Wendell Berry, an American literary icon, scholar, farmer, just weeks ago gave the prestigious Jefferson Lecture sponsored by the National Endowment for the Humanities. His words, which resonate in a place inside of those that recall forays into the dirt and the water, are a timely mirror in which to reflect on the state of our environment and the shift in resource valuation in our age of globalized capitalism.

Over the recent past, it has become imperative for the environmental and conservation movement to address the issue of value.  What is the value, say, in the services that the upstream watershed provides? What is the value of a carbon-dioxide breathing, oxygen emitting forest?  How much are the persistent pollination services of bees and butterflies worth to us? These may seem like abstract or cosmic questions  – but more and more, these are requiring empirical answers. And furthermore, these answers are guiding management decisions.

In a world connected by countless invisible digital strands from the densest cities to the remotest villages, we have been forced to adopt a universal language out of convenience, a way in which to represent things and concepts that can be freely translated and intercompared.  This language is economics – the almighty dollar.

Societies have forever used specific languages to express feelings and emotions, to convey thoughts, to record history, to trade and interact. Isolated groups had certain ways of saying things, conveying meaning, and codifying symbols that were attuned to their specific ways of life. Interacting or trading with communities speaking other languages required a common denominator.  Today, our global common denominator is ‘the market’. Wendell is troubled, as we all should be, when ‘the market’ “assumes the standing of ultimate power”.

The resources that once may have been protected by local community based values, by intrinsic worth and local memories, are now susceptible to evaluation based on transnational economic costs and benefits.  What was once a small forest on the edge of some rice fields holding the spirits of the ancestors is now worth a certain amount of dollars in carbon credits, or in potential rice growing profits. But there is no market price for ancestral spirit homes.

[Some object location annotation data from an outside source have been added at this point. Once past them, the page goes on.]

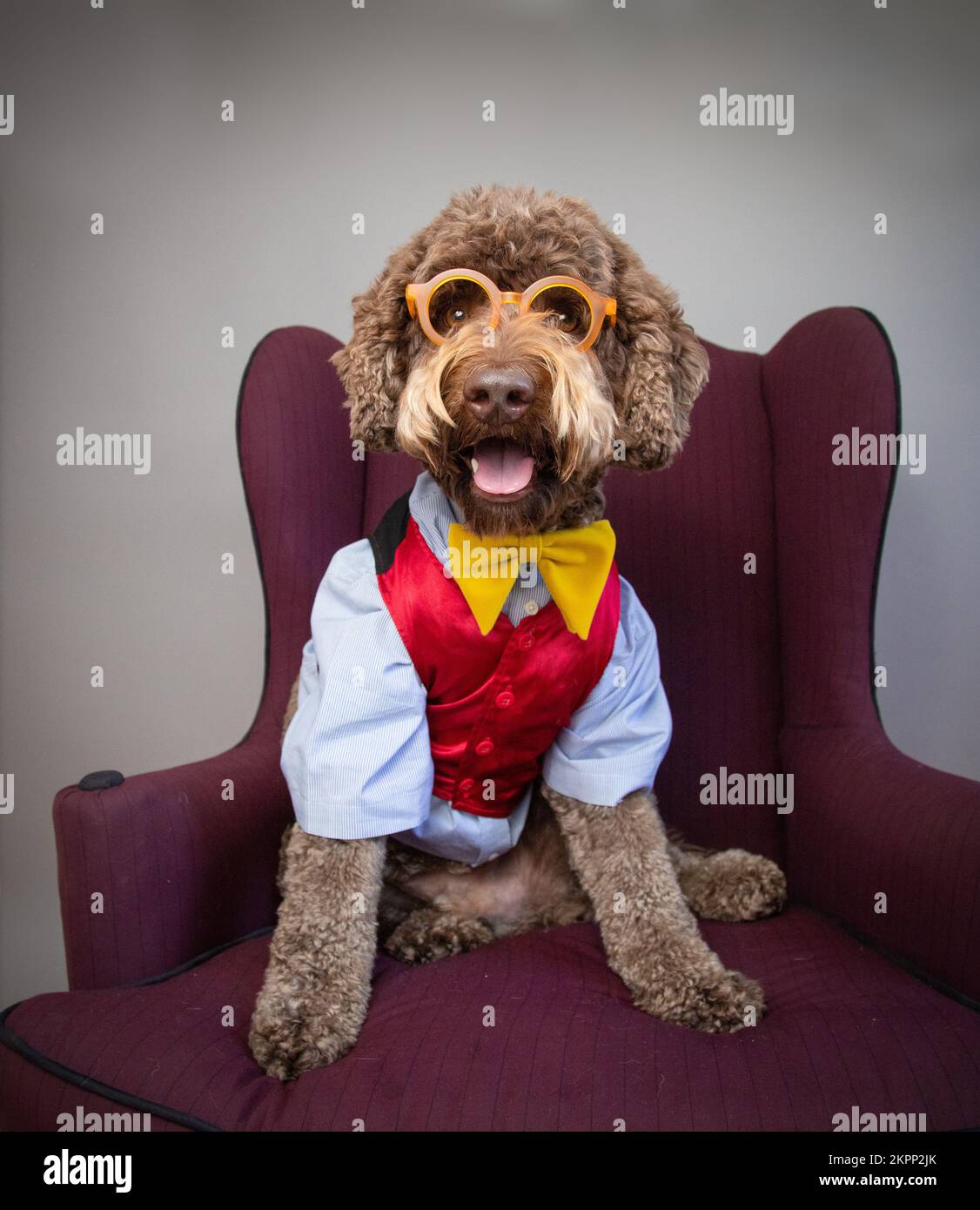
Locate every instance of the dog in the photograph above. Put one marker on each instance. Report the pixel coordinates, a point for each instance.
(517, 349)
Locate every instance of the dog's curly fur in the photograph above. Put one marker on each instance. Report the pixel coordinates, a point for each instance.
(627, 399)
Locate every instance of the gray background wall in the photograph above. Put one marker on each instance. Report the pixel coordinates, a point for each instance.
(339, 111)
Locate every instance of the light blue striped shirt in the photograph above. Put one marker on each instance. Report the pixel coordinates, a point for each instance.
(357, 757)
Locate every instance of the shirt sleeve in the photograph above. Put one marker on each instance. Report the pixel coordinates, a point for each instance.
(616, 739)
(356, 756)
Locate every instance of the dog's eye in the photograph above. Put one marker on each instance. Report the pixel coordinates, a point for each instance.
(453, 303)
(565, 310)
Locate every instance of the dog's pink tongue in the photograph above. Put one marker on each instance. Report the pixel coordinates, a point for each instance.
(501, 467)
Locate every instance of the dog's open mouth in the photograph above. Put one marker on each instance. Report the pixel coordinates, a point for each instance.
(501, 467)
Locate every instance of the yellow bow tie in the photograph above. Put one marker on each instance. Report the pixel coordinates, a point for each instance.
(574, 564)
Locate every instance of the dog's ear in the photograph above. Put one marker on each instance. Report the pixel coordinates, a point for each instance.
(657, 368)
(374, 365)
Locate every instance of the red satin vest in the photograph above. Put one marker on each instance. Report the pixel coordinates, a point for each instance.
(495, 702)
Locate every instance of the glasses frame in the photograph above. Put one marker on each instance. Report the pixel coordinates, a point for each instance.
(418, 295)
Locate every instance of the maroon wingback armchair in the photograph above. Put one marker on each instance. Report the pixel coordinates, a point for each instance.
(766, 672)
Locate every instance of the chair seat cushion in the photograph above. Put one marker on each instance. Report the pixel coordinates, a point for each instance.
(530, 1033)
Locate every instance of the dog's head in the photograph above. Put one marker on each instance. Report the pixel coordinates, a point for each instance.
(514, 404)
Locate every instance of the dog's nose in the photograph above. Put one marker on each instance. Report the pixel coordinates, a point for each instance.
(501, 393)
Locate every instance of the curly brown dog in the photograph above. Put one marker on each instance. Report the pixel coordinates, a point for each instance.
(515, 402)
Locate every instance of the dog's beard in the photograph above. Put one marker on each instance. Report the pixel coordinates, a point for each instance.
(567, 431)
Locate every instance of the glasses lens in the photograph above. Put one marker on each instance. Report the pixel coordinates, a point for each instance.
(567, 309)
(455, 303)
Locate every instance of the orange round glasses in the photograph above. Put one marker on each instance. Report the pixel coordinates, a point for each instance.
(452, 298)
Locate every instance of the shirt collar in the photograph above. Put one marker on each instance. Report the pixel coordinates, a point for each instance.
(433, 512)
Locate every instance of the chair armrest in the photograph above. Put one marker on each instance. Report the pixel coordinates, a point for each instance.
(868, 819)
(180, 866)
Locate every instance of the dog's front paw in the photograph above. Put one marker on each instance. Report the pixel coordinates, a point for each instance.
(430, 934)
(716, 1002)
(285, 1048)
(734, 884)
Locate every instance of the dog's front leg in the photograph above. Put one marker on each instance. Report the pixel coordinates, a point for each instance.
(621, 858)
(317, 985)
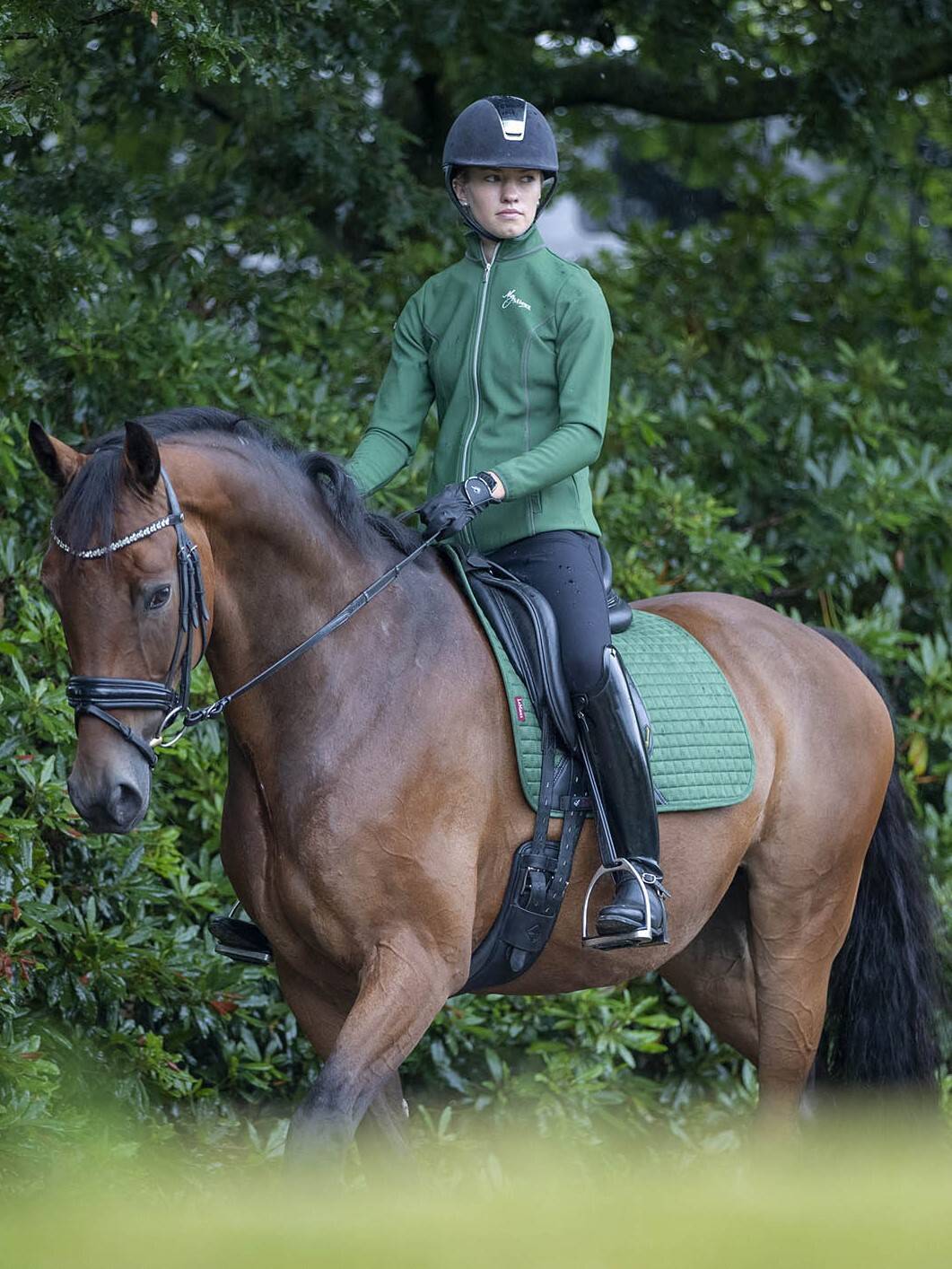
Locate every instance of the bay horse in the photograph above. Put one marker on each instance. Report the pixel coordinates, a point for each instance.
(373, 801)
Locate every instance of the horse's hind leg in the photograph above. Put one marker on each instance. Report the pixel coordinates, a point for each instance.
(799, 914)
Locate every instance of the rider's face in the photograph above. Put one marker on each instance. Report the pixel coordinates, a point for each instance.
(502, 199)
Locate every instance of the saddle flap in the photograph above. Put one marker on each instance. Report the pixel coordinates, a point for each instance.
(526, 626)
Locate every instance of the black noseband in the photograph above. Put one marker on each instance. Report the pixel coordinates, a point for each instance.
(95, 696)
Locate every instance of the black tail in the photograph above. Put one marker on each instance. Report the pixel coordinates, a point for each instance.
(884, 998)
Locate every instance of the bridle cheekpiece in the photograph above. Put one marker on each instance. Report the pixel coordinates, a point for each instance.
(97, 696)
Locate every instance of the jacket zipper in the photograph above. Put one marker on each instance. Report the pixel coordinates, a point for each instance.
(465, 459)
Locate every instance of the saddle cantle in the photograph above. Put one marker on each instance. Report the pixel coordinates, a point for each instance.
(526, 626)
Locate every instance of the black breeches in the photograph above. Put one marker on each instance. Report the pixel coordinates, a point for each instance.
(565, 566)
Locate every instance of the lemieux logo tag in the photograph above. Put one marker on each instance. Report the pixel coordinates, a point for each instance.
(511, 298)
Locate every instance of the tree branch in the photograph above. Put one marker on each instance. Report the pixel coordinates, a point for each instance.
(84, 22)
(622, 83)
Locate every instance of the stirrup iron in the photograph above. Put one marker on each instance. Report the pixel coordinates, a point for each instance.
(612, 941)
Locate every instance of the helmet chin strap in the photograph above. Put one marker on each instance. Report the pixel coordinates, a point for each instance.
(466, 214)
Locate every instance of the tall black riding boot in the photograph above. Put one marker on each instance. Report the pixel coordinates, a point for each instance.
(624, 797)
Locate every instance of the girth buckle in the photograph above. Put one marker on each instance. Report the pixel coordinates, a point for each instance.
(159, 740)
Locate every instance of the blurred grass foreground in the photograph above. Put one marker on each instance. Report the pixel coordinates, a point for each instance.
(851, 1197)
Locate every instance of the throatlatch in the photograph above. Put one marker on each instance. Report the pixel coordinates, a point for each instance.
(615, 753)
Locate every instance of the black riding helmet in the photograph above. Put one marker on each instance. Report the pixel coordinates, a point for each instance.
(499, 132)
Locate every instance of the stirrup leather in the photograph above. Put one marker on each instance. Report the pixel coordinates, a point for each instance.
(226, 940)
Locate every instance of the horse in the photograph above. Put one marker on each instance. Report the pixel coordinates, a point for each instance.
(373, 801)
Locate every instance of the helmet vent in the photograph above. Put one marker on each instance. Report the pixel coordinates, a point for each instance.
(511, 116)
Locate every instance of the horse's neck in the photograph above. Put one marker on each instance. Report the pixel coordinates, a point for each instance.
(282, 569)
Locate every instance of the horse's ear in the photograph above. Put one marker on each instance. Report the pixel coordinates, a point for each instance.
(55, 459)
(141, 454)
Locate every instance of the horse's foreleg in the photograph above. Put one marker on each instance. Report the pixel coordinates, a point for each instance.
(715, 972)
(404, 984)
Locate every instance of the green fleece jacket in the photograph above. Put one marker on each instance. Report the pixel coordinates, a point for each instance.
(517, 355)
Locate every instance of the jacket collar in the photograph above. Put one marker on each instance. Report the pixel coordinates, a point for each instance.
(509, 249)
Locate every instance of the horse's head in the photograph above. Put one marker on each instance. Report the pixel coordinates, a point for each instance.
(122, 610)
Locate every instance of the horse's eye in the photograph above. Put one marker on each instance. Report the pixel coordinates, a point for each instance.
(158, 599)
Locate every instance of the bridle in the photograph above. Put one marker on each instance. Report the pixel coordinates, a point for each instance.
(97, 696)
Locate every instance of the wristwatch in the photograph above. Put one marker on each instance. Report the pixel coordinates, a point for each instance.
(479, 489)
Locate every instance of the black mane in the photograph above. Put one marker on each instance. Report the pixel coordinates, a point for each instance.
(85, 515)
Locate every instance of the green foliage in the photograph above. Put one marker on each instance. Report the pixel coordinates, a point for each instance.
(229, 205)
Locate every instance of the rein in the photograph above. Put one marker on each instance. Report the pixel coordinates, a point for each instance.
(95, 696)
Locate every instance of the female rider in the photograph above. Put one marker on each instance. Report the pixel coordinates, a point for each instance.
(514, 346)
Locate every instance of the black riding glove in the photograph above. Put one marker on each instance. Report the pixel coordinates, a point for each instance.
(452, 509)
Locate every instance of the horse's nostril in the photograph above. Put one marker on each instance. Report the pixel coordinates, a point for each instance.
(125, 803)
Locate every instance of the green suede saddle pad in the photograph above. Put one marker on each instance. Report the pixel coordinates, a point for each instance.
(703, 754)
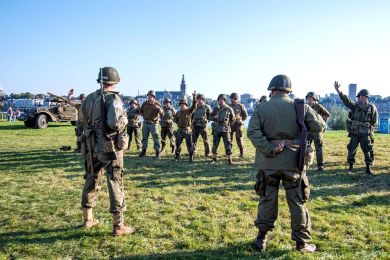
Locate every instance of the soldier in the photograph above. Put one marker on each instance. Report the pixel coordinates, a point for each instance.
(223, 117)
(183, 121)
(238, 126)
(151, 110)
(166, 122)
(106, 139)
(80, 119)
(200, 119)
(313, 101)
(134, 125)
(272, 130)
(364, 116)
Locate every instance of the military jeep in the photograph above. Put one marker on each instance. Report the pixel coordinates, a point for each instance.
(58, 110)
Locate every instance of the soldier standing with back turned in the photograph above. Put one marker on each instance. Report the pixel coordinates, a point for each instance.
(151, 110)
(200, 118)
(134, 125)
(364, 116)
(223, 117)
(106, 140)
(183, 121)
(166, 122)
(318, 138)
(273, 130)
(238, 126)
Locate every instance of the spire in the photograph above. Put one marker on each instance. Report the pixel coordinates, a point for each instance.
(183, 86)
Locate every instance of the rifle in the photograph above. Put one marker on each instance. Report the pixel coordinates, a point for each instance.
(302, 135)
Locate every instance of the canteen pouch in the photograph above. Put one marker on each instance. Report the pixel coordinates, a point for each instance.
(123, 141)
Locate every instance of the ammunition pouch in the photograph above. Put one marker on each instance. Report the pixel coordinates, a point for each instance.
(122, 141)
(305, 188)
(309, 155)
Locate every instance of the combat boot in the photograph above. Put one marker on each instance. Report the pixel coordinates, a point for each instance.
(119, 227)
(305, 248)
(143, 153)
(230, 161)
(350, 168)
(241, 152)
(369, 170)
(89, 220)
(261, 240)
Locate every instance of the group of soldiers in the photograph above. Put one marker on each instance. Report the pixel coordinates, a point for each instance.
(191, 122)
(277, 130)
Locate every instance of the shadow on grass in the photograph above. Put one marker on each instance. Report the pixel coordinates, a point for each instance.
(244, 250)
(47, 236)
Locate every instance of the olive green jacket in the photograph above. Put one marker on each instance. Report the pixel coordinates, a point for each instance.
(277, 120)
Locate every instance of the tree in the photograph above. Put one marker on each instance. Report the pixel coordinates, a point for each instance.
(338, 118)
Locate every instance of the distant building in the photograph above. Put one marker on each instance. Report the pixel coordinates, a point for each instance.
(352, 91)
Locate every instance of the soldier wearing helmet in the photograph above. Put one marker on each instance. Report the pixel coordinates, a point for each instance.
(134, 125)
(312, 100)
(106, 140)
(183, 121)
(363, 118)
(200, 118)
(223, 118)
(166, 123)
(151, 110)
(272, 130)
(238, 126)
(80, 119)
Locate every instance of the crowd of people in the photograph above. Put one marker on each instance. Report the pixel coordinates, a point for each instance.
(279, 129)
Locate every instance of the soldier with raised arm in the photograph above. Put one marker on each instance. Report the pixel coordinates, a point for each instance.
(363, 118)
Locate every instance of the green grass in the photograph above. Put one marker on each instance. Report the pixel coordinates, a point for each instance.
(181, 210)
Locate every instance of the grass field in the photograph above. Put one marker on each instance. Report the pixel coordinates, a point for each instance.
(181, 210)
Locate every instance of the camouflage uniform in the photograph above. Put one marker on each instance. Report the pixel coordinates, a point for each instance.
(151, 113)
(318, 138)
(199, 126)
(272, 123)
(222, 127)
(238, 127)
(101, 158)
(360, 127)
(183, 121)
(134, 126)
(167, 126)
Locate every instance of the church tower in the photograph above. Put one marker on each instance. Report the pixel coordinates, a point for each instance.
(183, 87)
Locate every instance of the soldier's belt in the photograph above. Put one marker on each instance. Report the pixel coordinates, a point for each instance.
(286, 141)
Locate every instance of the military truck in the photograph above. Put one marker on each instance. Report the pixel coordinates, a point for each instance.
(57, 110)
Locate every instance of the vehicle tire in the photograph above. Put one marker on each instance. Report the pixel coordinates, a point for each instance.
(29, 123)
(41, 121)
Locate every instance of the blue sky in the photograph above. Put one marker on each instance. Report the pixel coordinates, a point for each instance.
(220, 46)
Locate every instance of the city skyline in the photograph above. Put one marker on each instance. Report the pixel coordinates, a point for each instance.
(221, 46)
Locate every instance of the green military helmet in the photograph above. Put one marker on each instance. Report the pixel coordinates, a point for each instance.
(364, 92)
(222, 96)
(234, 95)
(152, 93)
(313, 95)
(109, 76)
(200, 96)
(183, 101)
(280, 82)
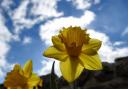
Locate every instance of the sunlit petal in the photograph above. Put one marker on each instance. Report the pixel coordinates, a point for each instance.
(58, 43)
(94, 44)
(90, 62)
(27, 69)
(52, 52)
(71, 69)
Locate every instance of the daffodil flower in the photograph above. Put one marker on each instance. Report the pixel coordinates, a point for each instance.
(20, 78)
(75, 50)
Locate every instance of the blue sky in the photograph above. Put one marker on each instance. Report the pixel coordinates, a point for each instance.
(26, 27)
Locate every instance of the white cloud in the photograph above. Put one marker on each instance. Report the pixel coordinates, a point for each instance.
(41, 10)
(45, 8)
(84, 4)
(6, 4)
(27, 40)
(52, 27)
(108, 52)
(118, 43)
(125, 32)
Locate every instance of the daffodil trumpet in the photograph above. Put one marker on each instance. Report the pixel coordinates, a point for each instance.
(24, 78)
(75, 50)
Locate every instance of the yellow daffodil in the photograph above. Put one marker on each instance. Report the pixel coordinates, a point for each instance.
(75, 50)
(20, 78)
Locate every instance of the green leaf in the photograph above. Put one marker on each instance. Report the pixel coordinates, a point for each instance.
(53, 82)
(1, 86)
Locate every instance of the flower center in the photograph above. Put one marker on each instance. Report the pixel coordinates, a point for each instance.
(74, 38)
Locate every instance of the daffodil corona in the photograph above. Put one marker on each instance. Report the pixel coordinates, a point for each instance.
(75, 50)
(20, 78)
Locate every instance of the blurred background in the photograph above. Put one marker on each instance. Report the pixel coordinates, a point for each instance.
(26, 28)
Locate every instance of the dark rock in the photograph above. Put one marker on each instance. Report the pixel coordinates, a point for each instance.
(113, 76)
(121, 67)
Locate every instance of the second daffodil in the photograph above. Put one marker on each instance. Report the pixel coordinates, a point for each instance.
(75, 50)
(20, 78)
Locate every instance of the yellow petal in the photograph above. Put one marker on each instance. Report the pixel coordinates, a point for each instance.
(52, 52)
(71, 69)
(94, 44)
(17, 67)
(91, 62)
(27, 69)
(34, 80)
(58, 43)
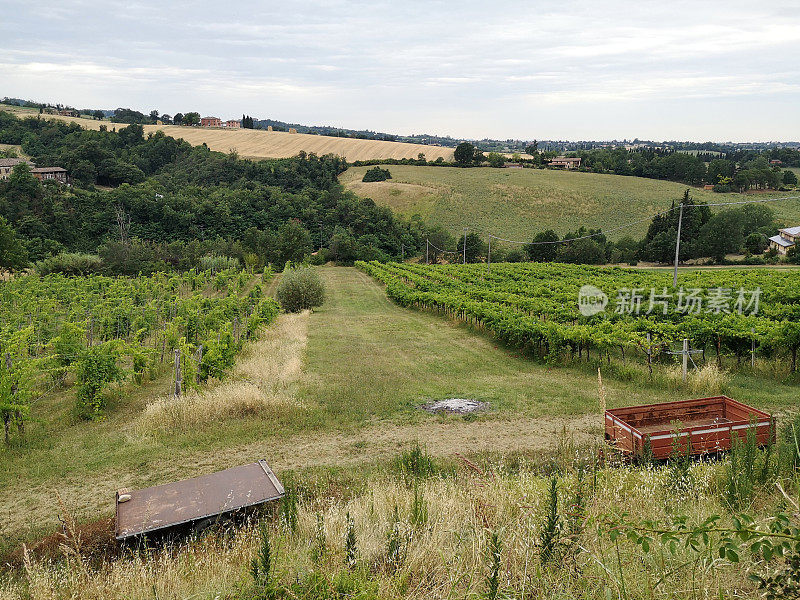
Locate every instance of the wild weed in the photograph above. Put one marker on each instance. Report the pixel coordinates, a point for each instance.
(742, 473)
(551, 529)
(288, 512)
(320, 544)
(414, 464)
(261, 564)
(350, 544)
(396, 543)
(679, 475)
(419, 507)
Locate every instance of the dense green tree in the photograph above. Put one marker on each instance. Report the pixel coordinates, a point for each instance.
(659, 243)
(544, 247)
(756, 243)
(582, 251)
(718, 169)
(13, 255)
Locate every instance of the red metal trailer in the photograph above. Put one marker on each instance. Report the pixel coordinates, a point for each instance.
(709, 423)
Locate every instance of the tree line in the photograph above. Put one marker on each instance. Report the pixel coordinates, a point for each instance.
(145, 203)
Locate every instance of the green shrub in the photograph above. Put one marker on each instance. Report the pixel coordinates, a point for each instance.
(551, 529)
(493, 556)
(68, 263)
(300, 289)
(216, 263)
(97, 368)
(350, 544)
(376, 174)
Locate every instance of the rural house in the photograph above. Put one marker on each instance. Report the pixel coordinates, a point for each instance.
(785, 240)
(41, 173)
(7, 165)
(50, 174)
(565, 162)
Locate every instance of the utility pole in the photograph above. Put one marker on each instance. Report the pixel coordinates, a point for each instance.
(685, 358)
(677, 250)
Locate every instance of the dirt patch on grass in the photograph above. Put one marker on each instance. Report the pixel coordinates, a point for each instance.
(94, 539)
(443, 438)
(459, 406)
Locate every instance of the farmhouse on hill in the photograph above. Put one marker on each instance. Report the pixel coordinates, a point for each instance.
(565, 162)
(785, 240)
(7, 165)
(217, 122)
(41, 173)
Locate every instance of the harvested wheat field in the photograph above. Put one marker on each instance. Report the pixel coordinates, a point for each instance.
(257, 143)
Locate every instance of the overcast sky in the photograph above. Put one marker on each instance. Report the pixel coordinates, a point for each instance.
(530, 70)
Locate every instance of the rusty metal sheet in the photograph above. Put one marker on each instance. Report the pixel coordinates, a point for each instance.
(163, 506)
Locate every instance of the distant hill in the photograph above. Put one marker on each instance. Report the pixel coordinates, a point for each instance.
(257, 143)
(517, 203)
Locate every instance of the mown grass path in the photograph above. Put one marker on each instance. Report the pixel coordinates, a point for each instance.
(367, 366)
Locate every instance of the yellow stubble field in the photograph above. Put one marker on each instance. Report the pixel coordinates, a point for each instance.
(255, 143)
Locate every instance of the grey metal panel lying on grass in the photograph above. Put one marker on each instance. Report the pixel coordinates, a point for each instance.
(169, 505)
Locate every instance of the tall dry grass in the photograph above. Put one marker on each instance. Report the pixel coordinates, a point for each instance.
(264, 380)
(443, 557)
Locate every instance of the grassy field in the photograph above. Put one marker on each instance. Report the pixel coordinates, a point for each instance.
(251, 143)
(517, 203)
(336, 388)
(331, 399)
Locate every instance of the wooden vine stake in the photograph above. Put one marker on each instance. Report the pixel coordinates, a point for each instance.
(601, 391)
(177, 373)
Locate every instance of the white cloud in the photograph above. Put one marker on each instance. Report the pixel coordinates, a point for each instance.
(509, 69)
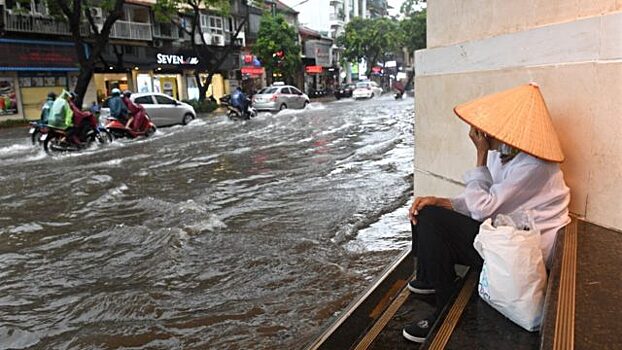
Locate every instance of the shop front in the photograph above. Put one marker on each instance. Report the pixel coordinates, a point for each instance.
(29, 70)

In essence, we have a translation problem. We are watering our valuations of certain resources down to a basic unit that fails to capture the complexity and the nuance of human value. “Actual value of some things”, Wendell remarks, “exceeds human ability to calculate or measure, and therefore must be considered absolute”.

So can society come up with a better way in which to value what our economy is rooted in?  It may not be possible for the peoples of the world to come to an agreement on what should be valued and for how much. But it seems that we have settled; we have adopted the most simplistic way to compare a finished product to the raw part of an ecosystem that it once played a part in.  

What is lost in translation may be more than we think. Wendell Berry sees a future only by returning affection to “the arts of adapting kindly the many human households to the earth’s many ecosystems and human neighborhoods”.  Returning affection to everyday life - affection to the simplest parts of life and our economy - affection to the mundane - to the way we pour our tea to the way we wash our clothes to the way we interact with human and non-human neighbors.